I've been interested in this for awhile. Isn't the black-scholes equation for European options? Or is the difference small enough to be negligible if the option is exercised near expiry?

i like your concept of a work around. but there is a major flow with what you are doing. it lies in the actual Implied Volatility input. when you use the BS model you are making the assumption that there is no skew (that all strikes have the same vol) and also making the assumption that volatility and the skew is constant. so unless you are getting very specific strike by strike vols you have a very large flaw in your testing.

I bring this up from experience in trying the same thing. testing results were in the "too good to be true" realm. good luck finding an "easy" solution.

Tim-you're right, this does not take into account volatility skew, don't think it is impossible to do so.

But I think you're missing the point of this tool; I am trying to create a close estimate of option prices so Quantopian users can start writing and testing their option-based algos so they can try to find something that works.

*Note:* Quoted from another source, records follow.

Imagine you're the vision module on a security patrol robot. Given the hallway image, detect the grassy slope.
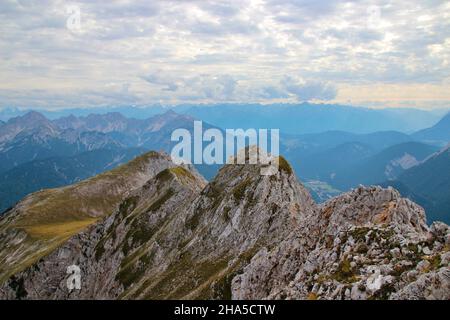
[0,152,163,282]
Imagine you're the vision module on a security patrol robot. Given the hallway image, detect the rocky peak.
[0,153,450,299]
[232,187,450,299]
[320,186,428,240]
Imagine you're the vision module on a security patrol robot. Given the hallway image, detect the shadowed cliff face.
[0,152,449,299]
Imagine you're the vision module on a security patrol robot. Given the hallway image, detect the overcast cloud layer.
[0,0,450,108]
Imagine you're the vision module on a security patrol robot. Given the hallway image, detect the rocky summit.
[0,152,450,299]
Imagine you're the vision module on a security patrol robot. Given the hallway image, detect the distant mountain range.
[185,103,442,134]
[383,147,450,223]
[412,113,450,145]
[0,106,450,222]
[0,152,450,300]
[0,103,449,134]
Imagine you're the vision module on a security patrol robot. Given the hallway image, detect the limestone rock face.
[0,155,450,299]
[232,187,450,299]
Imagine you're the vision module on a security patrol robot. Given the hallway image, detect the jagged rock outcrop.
[232,187,450,299]
[0,156,450,299]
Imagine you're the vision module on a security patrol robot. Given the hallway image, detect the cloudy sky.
[0,0,450,108]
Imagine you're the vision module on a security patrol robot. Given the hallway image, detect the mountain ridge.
[0,151,444,299]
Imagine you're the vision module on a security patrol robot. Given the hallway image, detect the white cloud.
[0,0,450,107]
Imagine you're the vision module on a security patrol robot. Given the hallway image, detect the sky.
[0,0,450,109]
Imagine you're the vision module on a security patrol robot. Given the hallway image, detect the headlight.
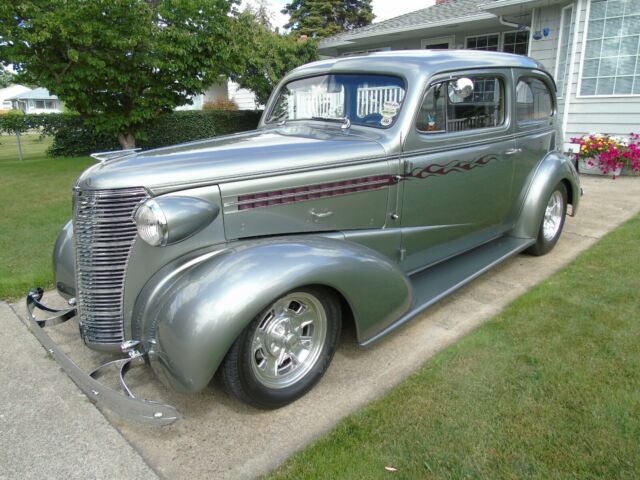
[135,199,169,247]
[134,196,220,247]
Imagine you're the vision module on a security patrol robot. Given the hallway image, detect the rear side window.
[416,76,504,133]
[516,77,553,123]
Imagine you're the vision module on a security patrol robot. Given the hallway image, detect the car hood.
[76,125,385,191]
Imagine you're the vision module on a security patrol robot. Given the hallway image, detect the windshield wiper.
[311,117,351,129]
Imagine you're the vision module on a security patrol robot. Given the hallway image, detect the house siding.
[565,0,640,141]
[324,0,640,141]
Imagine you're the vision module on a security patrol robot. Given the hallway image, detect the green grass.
[0,154,92,299]
[0,134,52,163]
[269,217,640,479]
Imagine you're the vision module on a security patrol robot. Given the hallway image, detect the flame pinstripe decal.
[235,155,498,211]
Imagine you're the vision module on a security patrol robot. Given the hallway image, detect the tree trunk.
[118,131,136,150]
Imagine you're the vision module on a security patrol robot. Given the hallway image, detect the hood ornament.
[90,148,142,163]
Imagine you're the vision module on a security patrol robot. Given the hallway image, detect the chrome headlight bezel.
[133,198,169,247]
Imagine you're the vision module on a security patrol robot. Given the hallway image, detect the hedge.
[0,110,262,156]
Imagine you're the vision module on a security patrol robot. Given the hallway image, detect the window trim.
[553,3,576,100]
[576,0,640,99]
[416,72,513,140]
[464,32,502,52]
[498,30,531,56]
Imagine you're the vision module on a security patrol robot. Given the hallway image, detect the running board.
[362,237,535,346]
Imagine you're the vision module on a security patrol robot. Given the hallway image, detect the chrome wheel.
[251,292,327,388]
[542,190,564,242]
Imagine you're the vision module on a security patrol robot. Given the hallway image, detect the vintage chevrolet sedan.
[27,51,581,423]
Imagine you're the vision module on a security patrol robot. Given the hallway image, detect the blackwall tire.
[222,287,342,409]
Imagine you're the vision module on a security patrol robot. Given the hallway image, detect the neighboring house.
[319,0,640,141]
[0,84,31,112]
[176,80,264,110]
[7,88,64,113]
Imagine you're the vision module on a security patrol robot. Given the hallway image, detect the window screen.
[502,30,529,55]
[580,0,640,96]
[516,78,553,123]
[416,77,504,133]
[467,33,500,52]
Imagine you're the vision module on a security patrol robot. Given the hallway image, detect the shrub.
[202,100,238,111]
[0,110,261,156]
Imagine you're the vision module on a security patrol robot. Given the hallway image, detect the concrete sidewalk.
[0,302,157,480]
[0,177,640,479]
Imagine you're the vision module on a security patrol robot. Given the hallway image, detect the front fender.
[135,236,412,392]
[510,152,581,238]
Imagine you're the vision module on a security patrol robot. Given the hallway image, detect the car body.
[28,51,581,422]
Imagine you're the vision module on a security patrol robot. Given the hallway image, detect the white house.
[320,0,640,140]
[7,88,64,113]
[0,84,31,111]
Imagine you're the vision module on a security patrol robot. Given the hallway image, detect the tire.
[222,287,342,409]
[525,182,568,257]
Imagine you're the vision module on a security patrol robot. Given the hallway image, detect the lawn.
[0,134,51,163]
[0,154,93,299]
[268,217,640,479]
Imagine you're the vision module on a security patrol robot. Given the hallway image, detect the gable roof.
[7,88,58,100]
[320,0,499,48]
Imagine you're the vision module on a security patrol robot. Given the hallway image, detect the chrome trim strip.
[224,175,396,207]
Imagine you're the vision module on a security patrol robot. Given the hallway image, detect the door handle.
[309,208,333,218]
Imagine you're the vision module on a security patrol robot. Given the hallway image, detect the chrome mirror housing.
[449,77,473,103]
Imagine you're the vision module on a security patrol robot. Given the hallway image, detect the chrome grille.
[73,188,148,344]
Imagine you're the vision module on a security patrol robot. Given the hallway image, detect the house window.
[556,5,573,98]
[516,78,553,123]
[502,30,529,55]
[416,77,504,133]
[466,33,500,52]
[580,0,640,96]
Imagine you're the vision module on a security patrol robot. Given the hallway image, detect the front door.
[401,70,516,272]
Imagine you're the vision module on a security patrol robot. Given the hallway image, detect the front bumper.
[26,289,180,425]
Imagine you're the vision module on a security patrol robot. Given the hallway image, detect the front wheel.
[222,287,341,408]
[525,182,568,256]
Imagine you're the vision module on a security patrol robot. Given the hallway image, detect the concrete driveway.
[5,173,640,479]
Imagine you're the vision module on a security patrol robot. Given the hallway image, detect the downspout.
[498,15,531,32]
[558,0,587,143]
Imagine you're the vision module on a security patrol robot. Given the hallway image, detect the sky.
[242,0,435,29]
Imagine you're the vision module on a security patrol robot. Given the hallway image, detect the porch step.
[363,237,535,346]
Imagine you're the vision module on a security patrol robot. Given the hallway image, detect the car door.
[401,69,517,272]
[512,69,557,208]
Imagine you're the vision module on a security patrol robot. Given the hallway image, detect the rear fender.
[510,152,580,238]
[134,236,411,392]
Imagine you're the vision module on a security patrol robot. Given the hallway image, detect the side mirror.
[449,77,473,103]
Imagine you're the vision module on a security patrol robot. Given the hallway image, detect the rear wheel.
[222,287,341,408]
[525,182,568,256]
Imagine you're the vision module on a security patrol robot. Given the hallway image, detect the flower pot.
[578,158,623,177]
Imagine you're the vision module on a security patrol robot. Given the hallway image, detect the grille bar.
[73,187,149,344]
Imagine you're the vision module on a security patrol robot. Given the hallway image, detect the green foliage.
[231,9,318,105]
[282,0,375,38]
[0,0,243,147]
[0,110,262,156]
[0,66,15,88]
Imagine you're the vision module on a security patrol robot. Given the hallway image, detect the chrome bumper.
[27,288,180,425]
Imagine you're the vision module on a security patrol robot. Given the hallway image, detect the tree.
[231,8,318,104]
[0,0,243,148]
[0,66,14,88]
[282,0,375,38]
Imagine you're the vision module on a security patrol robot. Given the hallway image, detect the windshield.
[267,74,405,128]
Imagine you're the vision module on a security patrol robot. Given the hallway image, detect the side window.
[516,78,553,123]
[416,76,504,133]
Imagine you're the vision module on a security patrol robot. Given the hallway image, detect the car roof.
[291,50,545,76]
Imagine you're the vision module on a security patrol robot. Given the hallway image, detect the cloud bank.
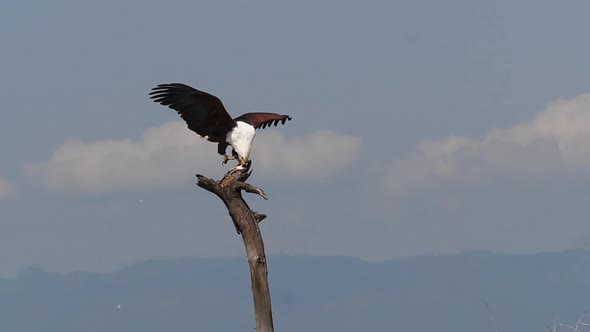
[0,177,16,200]
[27,121,361,193]
[387,94,590,192]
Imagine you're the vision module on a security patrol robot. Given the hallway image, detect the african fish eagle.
[149,83,291,169]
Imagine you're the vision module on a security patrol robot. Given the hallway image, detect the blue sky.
[0,0,590,275]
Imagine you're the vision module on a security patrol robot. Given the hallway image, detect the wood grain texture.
[197,170,274,332]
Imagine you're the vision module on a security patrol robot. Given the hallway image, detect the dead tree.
[197,170,274,332]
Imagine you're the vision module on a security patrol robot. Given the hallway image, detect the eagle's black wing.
[149,83,236,142]
[234,113,291,129]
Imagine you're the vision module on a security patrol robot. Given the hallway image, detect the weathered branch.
[197,170,274,332]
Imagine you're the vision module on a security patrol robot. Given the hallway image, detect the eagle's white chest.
[226,121,256,160]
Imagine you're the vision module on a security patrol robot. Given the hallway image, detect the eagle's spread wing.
[149,83,236,142]
[235,113,291,129]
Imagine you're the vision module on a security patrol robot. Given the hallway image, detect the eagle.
[149,83,291,169]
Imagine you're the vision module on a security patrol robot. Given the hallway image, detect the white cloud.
[0,178,16,200]
[27,121,361,193]
[387,94,590,192]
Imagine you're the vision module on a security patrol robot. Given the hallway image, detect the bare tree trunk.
[197,171,274,332]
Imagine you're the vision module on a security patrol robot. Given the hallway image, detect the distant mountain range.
[0,251,590,332]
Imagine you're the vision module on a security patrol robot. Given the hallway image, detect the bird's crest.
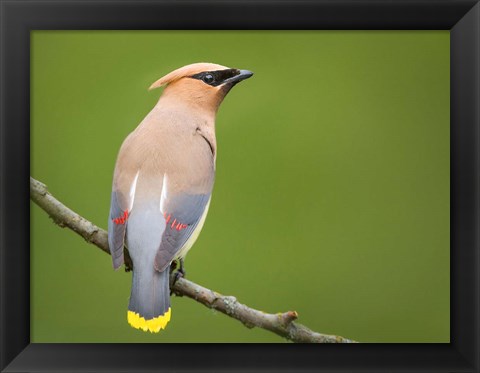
[149,62,228,90]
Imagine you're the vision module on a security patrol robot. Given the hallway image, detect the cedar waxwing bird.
[108,63,253,332]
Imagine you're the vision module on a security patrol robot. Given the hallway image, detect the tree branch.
[30,177,355,343]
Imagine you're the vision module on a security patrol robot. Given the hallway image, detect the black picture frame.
[0,0,480,372]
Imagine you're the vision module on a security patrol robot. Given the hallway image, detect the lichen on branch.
[30,177,356,343]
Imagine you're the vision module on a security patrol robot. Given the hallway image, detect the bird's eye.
[203,74,215,84]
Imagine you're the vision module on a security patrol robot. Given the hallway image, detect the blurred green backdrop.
[31,31,450,342]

Thus, users will be able to begin writing option algos before Quantopian adds option trading capabilities to their pipeline.

Volatility skew does not have a huge impact on the overall price of the options, especially if you are trading basket indices like the SPY (which I assume to be popular here). And, as Ranuka said,the black-scholes formula calculates the price of a European option. But most consider it a good estimate of an american option as there is often no reason to exercise it before expiration. Thus this work around will only provide close estimates of option prices. And close estimates should be enough for users to begin using options. When quantopian releases options these users will be able to quickly transfer and trade on their algos.

Another major flaw is bid-ask spread. In options per contract the bid-ask can be as wide as $1-$4/share or $100-$400 per contract. Any model will need a huge slippage model otherwise it will be easy to trade fair options all the time.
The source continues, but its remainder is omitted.